Définition de l’Intelligence Territoriale
L’Intelligence Territoriale est une expression polysémique. Ses limites et contenus sont flous. Ses définitions actuelles sont nombreuses et parfois contradictoires. Cependant, quel que soit le risque de confusion, l’usage de cette expression est largement répandu.
Ensuite, la question est : est-il nécessaire, ou au moins utile, d’essayer de définir un objet aussi confus ? Nous pensons qu’il est de la responsabilité d’un projet tel que CAENTI, Action de Coordination du réseau Européen d’Intelligence Territoriale, de fournir des éléments d’une définition, sinon une complète, et des orientations pour l’organisation de la recherche et de l’action dans le domaine de l’intelligence territoriale. Le but de ces lignes est d’esquisser un programme de recherche en ce sens. Plusieurs points de vue seront brièvement passés en revue.
Premièrement, l’approche pragmatique fournira un aperçu des usages actuels. Une rapide recherche sur google indique 4830 citations de l’expression « territorial intelligence » en anglais, 18900 pour « intelligence territoriale » en français et 1050 pour « inteligencia territorial » en espagnol (en date de décembre 2007). Quelle que soit la signification de ces citations, les données brutes indiquent une réitération de l’expression qui n’est pas négligeable. Elles indiquent aussi que l’intelligence territoriale n’est pas encore très populaire. Des différences culturelles découlent aussi de ces chiffres. Les Français sont beaucoup plus nombreux à utiliser l’expression « intelligence territoriale » que les anglophones et les hispanophones. Cette idée introduit une seconde approche.
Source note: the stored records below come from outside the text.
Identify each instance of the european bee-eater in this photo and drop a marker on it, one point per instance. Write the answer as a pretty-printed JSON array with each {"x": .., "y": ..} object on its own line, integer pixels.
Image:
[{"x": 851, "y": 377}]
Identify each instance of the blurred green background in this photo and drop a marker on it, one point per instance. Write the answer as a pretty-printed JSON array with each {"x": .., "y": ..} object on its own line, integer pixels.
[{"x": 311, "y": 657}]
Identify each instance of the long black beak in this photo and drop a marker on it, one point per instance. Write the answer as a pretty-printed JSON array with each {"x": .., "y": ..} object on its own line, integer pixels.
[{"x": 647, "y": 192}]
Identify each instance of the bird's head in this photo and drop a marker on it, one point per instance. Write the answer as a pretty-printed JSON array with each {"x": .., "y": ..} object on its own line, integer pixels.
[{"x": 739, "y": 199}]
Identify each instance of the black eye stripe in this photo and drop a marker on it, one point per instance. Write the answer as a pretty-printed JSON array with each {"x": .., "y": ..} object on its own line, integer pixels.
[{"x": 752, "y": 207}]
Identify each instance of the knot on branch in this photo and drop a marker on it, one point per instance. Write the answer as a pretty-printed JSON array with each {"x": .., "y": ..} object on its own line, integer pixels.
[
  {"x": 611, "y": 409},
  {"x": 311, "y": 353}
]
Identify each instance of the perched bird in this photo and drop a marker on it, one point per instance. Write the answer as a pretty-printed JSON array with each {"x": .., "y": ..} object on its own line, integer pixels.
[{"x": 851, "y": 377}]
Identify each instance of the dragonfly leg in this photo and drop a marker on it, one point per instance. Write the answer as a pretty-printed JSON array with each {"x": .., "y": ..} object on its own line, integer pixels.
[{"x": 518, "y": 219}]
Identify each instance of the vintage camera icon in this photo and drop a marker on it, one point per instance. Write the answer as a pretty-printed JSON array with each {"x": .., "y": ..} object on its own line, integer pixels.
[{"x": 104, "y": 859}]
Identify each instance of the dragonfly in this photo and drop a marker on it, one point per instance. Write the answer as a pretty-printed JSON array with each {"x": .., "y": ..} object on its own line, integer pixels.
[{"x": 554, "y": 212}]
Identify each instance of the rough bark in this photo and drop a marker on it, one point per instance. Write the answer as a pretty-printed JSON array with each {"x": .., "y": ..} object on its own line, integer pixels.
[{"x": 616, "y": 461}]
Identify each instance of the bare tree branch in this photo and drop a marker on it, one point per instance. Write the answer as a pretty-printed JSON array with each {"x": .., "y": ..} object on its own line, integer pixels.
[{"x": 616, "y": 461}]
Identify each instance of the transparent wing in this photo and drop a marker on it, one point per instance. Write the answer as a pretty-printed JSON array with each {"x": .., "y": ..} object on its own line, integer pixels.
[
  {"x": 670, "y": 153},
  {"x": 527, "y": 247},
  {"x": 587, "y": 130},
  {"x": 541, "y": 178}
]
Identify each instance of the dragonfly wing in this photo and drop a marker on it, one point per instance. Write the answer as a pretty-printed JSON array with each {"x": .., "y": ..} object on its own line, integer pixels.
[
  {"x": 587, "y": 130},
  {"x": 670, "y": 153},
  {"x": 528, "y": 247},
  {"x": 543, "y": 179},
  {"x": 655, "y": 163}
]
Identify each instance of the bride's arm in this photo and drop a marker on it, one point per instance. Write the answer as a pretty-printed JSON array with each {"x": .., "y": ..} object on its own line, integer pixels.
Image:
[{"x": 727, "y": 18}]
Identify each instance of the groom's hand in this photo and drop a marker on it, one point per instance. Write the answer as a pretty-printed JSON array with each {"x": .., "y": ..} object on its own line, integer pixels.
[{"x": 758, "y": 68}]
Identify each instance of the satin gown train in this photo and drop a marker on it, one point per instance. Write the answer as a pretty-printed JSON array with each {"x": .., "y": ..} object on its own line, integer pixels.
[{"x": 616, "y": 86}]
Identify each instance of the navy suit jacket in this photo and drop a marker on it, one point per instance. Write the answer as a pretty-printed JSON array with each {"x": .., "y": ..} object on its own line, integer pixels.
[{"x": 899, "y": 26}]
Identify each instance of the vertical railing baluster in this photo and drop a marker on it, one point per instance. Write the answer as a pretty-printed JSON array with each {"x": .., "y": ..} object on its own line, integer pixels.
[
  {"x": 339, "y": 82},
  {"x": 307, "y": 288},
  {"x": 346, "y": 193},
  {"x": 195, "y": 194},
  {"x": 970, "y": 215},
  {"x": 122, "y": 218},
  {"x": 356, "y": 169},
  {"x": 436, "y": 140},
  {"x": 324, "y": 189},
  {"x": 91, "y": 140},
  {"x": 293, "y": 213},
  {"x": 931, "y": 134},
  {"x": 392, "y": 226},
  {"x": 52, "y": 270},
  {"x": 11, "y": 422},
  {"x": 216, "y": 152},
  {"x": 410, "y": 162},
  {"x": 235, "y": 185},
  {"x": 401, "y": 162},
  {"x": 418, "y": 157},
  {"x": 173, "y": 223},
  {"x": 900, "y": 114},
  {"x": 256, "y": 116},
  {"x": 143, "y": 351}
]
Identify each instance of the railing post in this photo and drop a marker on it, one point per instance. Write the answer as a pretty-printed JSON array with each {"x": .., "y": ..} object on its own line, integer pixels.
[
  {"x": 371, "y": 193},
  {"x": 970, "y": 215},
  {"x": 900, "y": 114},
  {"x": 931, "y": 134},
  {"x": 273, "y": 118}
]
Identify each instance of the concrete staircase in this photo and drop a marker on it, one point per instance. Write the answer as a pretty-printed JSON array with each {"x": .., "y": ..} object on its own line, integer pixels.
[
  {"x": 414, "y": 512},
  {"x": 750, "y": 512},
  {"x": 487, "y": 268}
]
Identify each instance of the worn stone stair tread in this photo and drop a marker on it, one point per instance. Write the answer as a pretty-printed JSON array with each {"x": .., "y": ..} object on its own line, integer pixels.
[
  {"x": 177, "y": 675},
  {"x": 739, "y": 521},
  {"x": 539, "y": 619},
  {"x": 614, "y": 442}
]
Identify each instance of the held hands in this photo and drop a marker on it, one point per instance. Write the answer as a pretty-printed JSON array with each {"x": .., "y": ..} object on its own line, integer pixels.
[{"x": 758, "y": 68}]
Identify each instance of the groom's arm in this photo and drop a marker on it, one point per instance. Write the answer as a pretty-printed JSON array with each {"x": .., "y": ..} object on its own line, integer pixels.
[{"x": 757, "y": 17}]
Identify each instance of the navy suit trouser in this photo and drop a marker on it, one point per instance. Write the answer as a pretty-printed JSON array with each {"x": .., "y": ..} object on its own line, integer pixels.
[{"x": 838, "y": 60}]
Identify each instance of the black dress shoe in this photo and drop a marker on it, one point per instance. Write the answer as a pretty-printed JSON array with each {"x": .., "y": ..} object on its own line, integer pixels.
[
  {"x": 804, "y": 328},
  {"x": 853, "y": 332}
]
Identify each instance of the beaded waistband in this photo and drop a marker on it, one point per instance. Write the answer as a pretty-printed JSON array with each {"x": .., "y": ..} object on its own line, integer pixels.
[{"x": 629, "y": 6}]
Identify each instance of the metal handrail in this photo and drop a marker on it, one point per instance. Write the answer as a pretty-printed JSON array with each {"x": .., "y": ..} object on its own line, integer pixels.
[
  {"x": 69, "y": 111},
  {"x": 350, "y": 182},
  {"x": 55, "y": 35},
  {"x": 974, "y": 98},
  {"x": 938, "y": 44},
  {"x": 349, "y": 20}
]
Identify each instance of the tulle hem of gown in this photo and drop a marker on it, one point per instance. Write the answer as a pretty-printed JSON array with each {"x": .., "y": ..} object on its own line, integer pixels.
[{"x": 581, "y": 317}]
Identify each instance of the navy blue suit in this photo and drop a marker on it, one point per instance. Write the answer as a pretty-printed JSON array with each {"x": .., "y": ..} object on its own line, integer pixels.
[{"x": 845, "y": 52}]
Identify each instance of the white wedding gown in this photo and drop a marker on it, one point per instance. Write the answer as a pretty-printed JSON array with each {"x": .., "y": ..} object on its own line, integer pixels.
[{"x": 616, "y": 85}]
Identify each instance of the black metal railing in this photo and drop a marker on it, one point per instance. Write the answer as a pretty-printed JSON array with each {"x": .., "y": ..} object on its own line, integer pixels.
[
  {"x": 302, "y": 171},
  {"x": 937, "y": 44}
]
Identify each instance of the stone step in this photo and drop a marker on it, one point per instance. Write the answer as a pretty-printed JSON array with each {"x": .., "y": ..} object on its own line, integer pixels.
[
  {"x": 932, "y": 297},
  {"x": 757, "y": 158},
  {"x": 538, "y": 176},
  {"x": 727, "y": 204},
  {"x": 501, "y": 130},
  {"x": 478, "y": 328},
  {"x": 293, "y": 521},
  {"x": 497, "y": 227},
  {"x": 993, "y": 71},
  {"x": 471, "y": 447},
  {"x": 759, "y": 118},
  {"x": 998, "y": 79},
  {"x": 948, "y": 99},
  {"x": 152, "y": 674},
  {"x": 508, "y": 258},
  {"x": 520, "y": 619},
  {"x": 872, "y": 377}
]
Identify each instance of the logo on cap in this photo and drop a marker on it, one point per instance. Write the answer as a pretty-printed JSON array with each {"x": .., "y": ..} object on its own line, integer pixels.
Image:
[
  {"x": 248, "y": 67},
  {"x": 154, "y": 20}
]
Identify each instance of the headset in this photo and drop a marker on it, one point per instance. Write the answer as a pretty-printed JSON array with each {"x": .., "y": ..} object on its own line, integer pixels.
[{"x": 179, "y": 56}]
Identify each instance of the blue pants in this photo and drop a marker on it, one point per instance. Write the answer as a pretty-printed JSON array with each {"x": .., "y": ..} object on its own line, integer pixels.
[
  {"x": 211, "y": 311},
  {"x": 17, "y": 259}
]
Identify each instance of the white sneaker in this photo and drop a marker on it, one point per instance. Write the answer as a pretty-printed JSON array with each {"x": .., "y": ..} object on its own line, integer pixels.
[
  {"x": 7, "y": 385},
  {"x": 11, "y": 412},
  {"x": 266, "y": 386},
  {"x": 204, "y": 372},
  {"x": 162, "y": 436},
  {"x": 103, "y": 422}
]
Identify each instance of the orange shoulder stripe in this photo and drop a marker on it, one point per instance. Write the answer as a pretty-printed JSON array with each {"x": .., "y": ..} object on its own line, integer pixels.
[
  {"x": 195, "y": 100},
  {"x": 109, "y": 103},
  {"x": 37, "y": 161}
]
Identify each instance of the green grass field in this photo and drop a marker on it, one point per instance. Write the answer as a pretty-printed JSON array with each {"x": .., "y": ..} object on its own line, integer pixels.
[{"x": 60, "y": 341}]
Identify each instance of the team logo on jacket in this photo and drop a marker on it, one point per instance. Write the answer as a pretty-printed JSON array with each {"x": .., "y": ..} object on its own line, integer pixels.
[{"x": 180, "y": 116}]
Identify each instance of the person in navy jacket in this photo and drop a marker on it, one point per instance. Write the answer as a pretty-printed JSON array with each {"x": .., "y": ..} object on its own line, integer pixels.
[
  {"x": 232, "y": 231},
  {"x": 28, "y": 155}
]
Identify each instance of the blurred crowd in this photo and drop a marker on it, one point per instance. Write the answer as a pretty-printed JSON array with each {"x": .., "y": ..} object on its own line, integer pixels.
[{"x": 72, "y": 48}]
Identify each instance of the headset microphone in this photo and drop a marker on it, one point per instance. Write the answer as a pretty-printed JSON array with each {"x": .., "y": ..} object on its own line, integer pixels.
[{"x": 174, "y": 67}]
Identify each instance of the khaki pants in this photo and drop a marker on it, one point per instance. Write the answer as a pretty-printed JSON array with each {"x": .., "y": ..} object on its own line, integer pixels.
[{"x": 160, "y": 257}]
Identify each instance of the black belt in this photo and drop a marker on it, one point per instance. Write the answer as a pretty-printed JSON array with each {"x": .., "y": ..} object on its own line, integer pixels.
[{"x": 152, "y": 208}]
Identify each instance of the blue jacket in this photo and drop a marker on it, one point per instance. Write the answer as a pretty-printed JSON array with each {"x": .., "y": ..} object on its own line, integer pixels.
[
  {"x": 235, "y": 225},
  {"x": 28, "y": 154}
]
Cette approche sémantique se focalisera sur les acceptations explicites ou implicites des termes « intelligence » et « territoriale ». La notion de territoire est en constante évolution, en particulier sous la pression des technologies de l’information et de la virtualisation du mot. L’intelligence est lié à deux pôles : l’un est plus anglo-saxon et entendu dans le sens de la collecte et de l’exploitation d’informations, l’autre est plus latin et entendu dans le sens de la capacité à interpréter et gérer de nouvelles situations. A partir de ces points de départ, différences tendances incitent à avoir différentes attitudes et visions, concernant à la fois la recherche et les applications.
L’approche écologique mettra en exergue l’environnement dans lequel l’expression se développe et le type de relations qu’elle entretient avec les concepts connexes. Ces concepts sont par exemple l’intelligence concurrentielle, l’intelligence économique, la gouvernance, le management de la connaissance, la technologie, le système d’information, etc. Un réseau sémantique pourrait bien rendre compte de la complexité de cette relation.
Ainsi, notre programme de recherche inclurait a) une revue des usages et des pratiques actuels, ainsi que des définitions ; b) une cartographie des relations avec les concepts et les particularismes culturels ; c) un dictionnaire ou une ontologie de l’expression multidimensionnelle « Intelligence Territoriale ». Il est prévu que les prémisses de ce travail soient effectuées lors de la prochaine conférence à Besançon à l’automne 2008.